Tag Archives: leczo

Kulinarna odskocznia

Zwykły wpis

Człowiek się uczy całe życie. Na ten przykład Niesforny Mąż dopiero w dojrzałym wieku męskim dowiedział się, że gdy zmywarkowe tabletki się skończą, to należy pójść do sklepu i kupić nowe. Do momentu przeprowadzenia eksperymentu, ku przestrodze potomnych opisanego w niniejszym akapicie, żył w głębokim przekonaniu, że miast biec do sklepu można zastępować je płynem do mycia naczyń. Tak. Dzikie ilości piany wypełzające ze zmywarki i podbijające nieubłaganie kolejne centymetry kwadratowe kuchennej podłogi to jest coś. Widok dość niezapomniany.

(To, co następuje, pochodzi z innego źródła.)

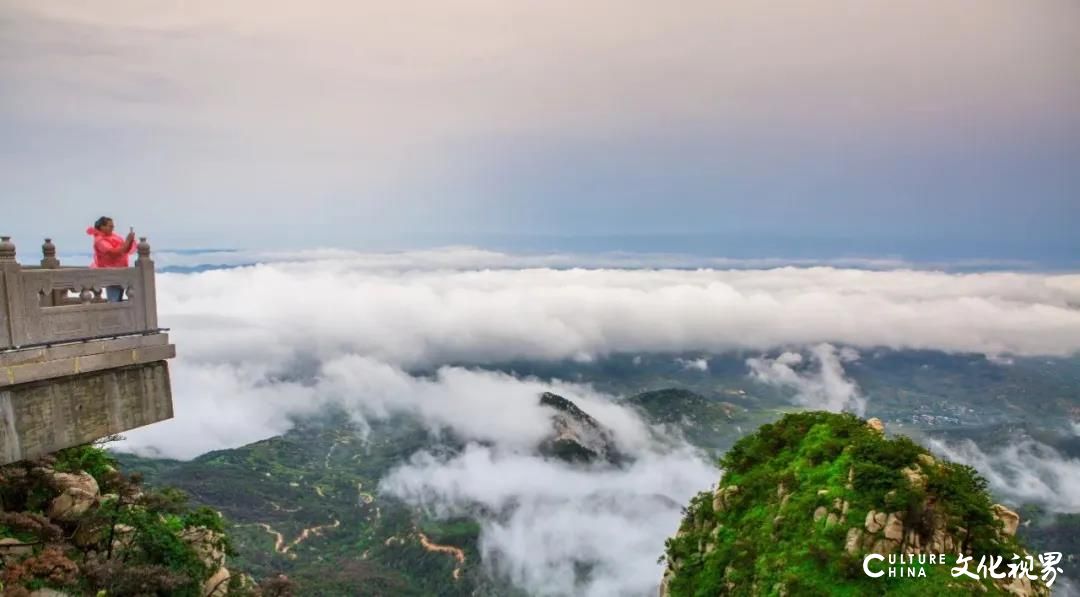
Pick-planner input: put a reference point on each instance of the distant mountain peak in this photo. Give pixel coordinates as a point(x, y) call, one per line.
point(576, 435)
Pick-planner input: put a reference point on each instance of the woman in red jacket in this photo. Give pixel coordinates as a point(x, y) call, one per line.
point(110, 250)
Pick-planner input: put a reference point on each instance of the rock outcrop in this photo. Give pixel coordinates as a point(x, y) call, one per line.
point(576, 435)
point(70, 524)
point(818, 491)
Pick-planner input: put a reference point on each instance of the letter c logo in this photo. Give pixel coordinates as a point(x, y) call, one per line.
point(866, 567)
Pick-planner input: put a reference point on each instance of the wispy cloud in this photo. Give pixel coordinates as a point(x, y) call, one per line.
point(822, 385)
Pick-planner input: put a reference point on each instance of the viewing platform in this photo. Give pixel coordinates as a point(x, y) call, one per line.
point(73, 366)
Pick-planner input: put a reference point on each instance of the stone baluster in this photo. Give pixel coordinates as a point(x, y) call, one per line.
point(12, 326)
point(49, 259)
point(147, 295)
point(7, 249)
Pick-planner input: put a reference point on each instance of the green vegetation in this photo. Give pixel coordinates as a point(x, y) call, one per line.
point(324, 474)
point(82, 527)
point(781, 520)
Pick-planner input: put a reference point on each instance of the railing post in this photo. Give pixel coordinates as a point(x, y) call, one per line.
point(148, 293)
point(49, 259)
point(15, 328)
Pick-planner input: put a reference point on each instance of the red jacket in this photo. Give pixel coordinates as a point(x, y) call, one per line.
point(109, 249)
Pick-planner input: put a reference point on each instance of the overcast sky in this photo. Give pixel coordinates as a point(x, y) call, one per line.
point(873, 124)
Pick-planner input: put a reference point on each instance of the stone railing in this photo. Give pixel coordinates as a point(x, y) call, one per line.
point(50, 303)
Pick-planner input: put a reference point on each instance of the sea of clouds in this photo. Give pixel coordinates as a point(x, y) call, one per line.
point(413, 333)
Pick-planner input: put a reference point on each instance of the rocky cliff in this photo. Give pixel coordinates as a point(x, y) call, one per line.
point(71, 524)
point(806, 499)
point(576, 435)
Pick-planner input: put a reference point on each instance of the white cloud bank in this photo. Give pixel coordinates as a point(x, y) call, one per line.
point(615, 519)
point(822, 387)
point(261, 343)
point(427, 317)
point(1022, 472)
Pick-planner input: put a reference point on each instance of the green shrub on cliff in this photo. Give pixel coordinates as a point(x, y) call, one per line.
point(802, 500)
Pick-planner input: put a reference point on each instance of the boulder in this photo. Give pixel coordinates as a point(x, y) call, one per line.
point(206, 544)
point(853, 540)
point(894, 526)
point(1008, 517)
point(10, 546)
point(875, 520)
point(723, 496)
point(217, 585)
point(79, 492)
point(915, 476)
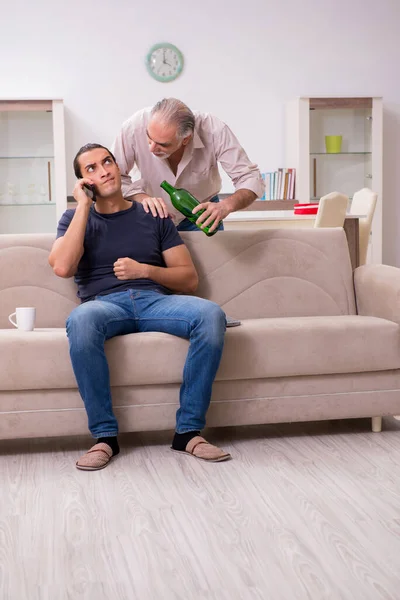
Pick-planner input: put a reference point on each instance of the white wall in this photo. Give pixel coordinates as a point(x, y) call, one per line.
point(244, 60)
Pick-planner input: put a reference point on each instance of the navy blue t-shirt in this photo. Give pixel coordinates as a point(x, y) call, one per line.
point(130, 233)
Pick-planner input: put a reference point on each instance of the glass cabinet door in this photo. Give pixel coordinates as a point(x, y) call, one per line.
point(340, 145)
point(32, 165)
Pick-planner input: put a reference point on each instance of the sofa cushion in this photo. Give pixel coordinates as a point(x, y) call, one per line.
point(259, 348)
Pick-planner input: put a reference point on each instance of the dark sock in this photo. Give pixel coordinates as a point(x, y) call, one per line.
point(181, 440)
point(112, 442)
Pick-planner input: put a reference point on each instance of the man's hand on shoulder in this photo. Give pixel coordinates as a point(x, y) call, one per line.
point(214, 212)
point(156, 206)
point(127, 268)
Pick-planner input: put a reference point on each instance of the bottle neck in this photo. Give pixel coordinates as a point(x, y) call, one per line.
point(167, 187)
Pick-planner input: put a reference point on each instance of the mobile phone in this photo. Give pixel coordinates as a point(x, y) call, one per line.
point(230, 322)
point(90, 191)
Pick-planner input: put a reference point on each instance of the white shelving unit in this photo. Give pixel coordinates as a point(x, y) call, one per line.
point(359, 163)
point(33, 186)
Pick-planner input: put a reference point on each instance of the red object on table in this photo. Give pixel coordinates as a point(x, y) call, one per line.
point(306, 209)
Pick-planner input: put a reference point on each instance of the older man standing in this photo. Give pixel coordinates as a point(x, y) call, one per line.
point(171, 142)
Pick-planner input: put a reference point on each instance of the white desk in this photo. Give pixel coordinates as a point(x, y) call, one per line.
point(282, 219)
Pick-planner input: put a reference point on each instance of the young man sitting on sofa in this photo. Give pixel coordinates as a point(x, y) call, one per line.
point(132, 270)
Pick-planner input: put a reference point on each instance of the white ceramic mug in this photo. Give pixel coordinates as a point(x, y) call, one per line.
point(25, 318)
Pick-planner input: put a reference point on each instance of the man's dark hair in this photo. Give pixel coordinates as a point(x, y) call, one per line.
point(87, 148)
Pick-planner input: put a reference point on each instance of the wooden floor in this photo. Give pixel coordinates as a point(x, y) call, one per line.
point(304, 511)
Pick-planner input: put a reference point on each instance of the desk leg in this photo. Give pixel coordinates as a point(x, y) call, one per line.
point(351, 230)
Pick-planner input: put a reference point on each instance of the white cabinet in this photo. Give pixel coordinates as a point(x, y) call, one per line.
point(355, 163)
point(33, 188)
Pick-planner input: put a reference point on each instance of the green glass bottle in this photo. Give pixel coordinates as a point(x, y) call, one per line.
point(183, 201)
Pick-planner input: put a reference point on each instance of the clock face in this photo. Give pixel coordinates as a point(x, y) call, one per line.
point(164, 62)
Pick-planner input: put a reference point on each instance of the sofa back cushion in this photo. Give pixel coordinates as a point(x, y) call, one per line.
point(251, 274)
point(275, 272)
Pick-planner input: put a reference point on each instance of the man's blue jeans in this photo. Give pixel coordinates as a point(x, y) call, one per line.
point(186, 225)
point(92, 323)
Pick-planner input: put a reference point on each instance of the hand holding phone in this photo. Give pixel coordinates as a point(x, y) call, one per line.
point(83, 190)
point(89, 189)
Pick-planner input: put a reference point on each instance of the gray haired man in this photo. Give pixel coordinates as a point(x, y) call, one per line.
point(171, 142)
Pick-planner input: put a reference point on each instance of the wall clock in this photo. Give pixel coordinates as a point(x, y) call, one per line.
point(164, 62)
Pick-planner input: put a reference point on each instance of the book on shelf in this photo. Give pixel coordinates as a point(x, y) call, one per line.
point(280, 184)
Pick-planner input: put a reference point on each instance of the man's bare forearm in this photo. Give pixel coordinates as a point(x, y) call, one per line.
point(68, 250)
point(240, 199)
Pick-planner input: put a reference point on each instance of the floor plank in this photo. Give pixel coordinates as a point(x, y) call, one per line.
point(304, 511)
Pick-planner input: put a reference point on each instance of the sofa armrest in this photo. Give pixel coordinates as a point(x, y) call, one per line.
point(377, 289)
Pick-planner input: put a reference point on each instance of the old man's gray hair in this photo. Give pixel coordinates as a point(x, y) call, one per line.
point(175, 112)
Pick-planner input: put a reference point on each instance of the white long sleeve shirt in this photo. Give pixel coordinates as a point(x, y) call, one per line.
point(212, 143)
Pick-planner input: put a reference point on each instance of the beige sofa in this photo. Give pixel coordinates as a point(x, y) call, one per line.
point(305, 350)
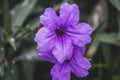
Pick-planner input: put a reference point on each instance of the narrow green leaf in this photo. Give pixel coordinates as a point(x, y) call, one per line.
point(7, 24)
point(11, 40)
point(28, 71)
point(118, 18)
point(111, 38)
point(116, 3)
point(116, 77)
point(10, 72)
point(6, 18)
point(107, 54)
point(21, 12)
point(1, 58)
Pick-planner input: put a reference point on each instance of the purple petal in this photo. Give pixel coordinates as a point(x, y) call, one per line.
point(44, 39)
point(79, 50)
point(80, 34)
point(49, 19)
point(60, 72)
point(48, 57)
point(69, 14)
point(63, 49)
point(80, 65)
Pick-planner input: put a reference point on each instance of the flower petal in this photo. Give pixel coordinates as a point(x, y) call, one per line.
point(69, 14)
point(49, 19)
point(79, 50)
point(44, 39)
point(60, 72)
point(48, 57)
point(80, 34)
point(63, 49)
point(80, 65)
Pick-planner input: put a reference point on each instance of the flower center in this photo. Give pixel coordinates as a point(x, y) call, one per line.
point(59, 32)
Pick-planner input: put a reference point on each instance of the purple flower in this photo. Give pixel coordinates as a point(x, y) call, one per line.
point(62, 41)
point(60, 33)
point(78, 64)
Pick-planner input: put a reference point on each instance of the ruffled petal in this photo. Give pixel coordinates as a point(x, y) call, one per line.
point(44, 39)
point(80, 34)
point(80, 65)
point(63, 49)
point(60, 72)
point(79, 50)
point(69, 14)
point(47, 56)
point(49, 19)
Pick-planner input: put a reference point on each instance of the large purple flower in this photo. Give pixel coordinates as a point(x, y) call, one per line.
point(78, 64)
point(62, 41)
point(57, 38)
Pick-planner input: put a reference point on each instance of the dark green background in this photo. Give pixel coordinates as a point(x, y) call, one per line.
point(19, 21)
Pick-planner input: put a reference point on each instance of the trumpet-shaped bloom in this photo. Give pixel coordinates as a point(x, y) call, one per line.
point(62, 41)
point(60, 33)
point(78, 64)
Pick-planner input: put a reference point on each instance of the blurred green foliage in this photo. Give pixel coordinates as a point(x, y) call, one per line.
point(19, 21)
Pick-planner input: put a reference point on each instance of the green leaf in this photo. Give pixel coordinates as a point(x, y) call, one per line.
point(21, 12)
point(11, 40)
point(111, 38)
point(107, 54)
point(28, 71)
point(116, 3)
point(10, 71)
point(6, 19)
point(1, 58)
point(116, 77)
point(118, 18)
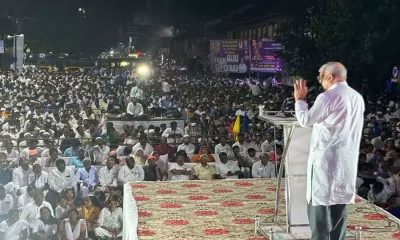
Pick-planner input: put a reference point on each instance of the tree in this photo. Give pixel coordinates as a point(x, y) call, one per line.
point(360, 33)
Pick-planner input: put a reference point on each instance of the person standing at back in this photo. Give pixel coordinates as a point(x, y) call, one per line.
point(337, 118)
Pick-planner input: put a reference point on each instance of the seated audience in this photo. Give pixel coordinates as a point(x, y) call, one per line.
point(204, 171)
point(264, 168)
point(87, 178)
point(90, 213)
point(14, 228)
point(130, 172)
point(60, 179)
point(226, 169)
point(150, 169)
point(203, 151)
point(108, 175)
point(6, 203)
point(47, 226)
point(73, 227)
point(178, 171)
point(110, 220)
point(186, 145)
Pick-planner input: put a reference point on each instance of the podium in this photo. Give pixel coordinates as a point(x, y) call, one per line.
point(294, 164)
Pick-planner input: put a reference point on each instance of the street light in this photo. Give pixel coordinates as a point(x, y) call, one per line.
point(143, 70)
point(17, 44)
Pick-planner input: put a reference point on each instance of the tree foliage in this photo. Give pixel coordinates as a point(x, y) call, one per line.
point(363, 34)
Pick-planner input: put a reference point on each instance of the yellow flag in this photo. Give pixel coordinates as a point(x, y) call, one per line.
point(236, 127)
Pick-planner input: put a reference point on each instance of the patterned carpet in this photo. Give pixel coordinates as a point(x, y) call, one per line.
point(225, 209)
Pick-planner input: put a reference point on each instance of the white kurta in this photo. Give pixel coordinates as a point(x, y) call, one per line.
point(337, 117)
point(6, 204)
point(108, 177)
point(31, 213)
point(59, 181)
point(130, 175)
point(223, 168)
point(110, 220)
point(14, 231)
point(258, 170)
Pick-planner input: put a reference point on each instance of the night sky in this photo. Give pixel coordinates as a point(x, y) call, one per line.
point(58, 25)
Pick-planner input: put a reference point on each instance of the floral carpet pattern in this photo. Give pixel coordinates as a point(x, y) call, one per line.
point(225, 209)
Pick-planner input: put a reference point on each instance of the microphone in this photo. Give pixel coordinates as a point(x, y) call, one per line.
point(282, 113)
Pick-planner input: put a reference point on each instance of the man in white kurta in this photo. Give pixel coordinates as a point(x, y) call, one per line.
point(14, 228)
point(130, 172)
point(31, 211)
point(337, 118)
point(263, 168)
point(61, 178)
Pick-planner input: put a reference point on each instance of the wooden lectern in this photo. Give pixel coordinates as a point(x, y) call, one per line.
point(294, 161)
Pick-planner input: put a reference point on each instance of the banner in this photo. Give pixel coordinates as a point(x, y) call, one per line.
point(229, 56)
point(1, 46)
point(264, 56)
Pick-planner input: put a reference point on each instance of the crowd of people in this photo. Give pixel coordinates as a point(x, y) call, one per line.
point(63, 162)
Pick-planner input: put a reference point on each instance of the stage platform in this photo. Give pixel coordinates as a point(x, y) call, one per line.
point(224, 209)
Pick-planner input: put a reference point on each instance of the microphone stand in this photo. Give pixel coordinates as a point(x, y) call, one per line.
point(282, 113)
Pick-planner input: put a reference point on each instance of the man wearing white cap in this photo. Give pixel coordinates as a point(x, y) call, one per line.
point(126, 149)
point(143, 144)
point(186, 146)
point(100, 151)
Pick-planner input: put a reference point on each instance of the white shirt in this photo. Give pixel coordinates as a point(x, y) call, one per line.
point(137, 93)
point(59, 181)
point(267, 146)
point(14, 231)
point(130, 175)
point(223, 168)
point(260, 171)
point(146, 151)
point(166, 87)
point(134, 109)
point(49, 229)
point(189, 149)
point(176, 166)
point(21, 177)
point(172, 140)
point(31, 213)
point(23, 200)
point(39, 182)
point(226, 149)
point(110, 219)
point(337, 118)
point(108, 177)
point(6, 204)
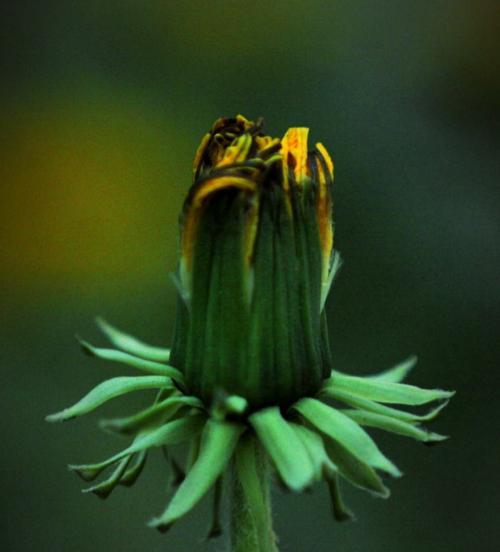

Powyższe pokazuje, że informacje przyswaja się lepiej za sprawą praktyki niźli teorii. No niestety to fakt. Dopiero totalna masakra i inne drastyczne sceny w obrębie jamy ustnej nauczyły mnie, że gorący karmel, jakkolwiek apetycznie pachnie, nie powinien być konsumowany wprost z garnuszka. Błagam, uwierzcie na słowo.

A żeby się całe życie uczyć, trzeba sobie stwarzać ku temu sytuacje i próbować nowych rzeczy. Jako że powszechnie wiadomo, że podróże kształcą, to wniosek stąd prosty, że najlepiej uczyć się poprzez świata zwiedzanie. I tym sposobem, krajów pięć przejechawszy, nauczyłam się kolejnej rzeczy o sobie. Choć mięsożerna jestem w każdym calu, tatar może zastąpić mi deser, a obiad bez mięsa trąci mi lekkim wybrakowaniem, to mam swoje wewnętrzne mięsne limity. Przez pierwszy tydzień wciągałam pljeskavicę zapamiętale. W drugim tygodniu jeszcze mi smakowała. A w trzecim poczułam już zdecydowany opór. I dlatego wracam z przepisem zdecydowanie warzywnym. A pljeskavicę w najbliższym czasie mogę oglądać co najwyżej na zdjęciach.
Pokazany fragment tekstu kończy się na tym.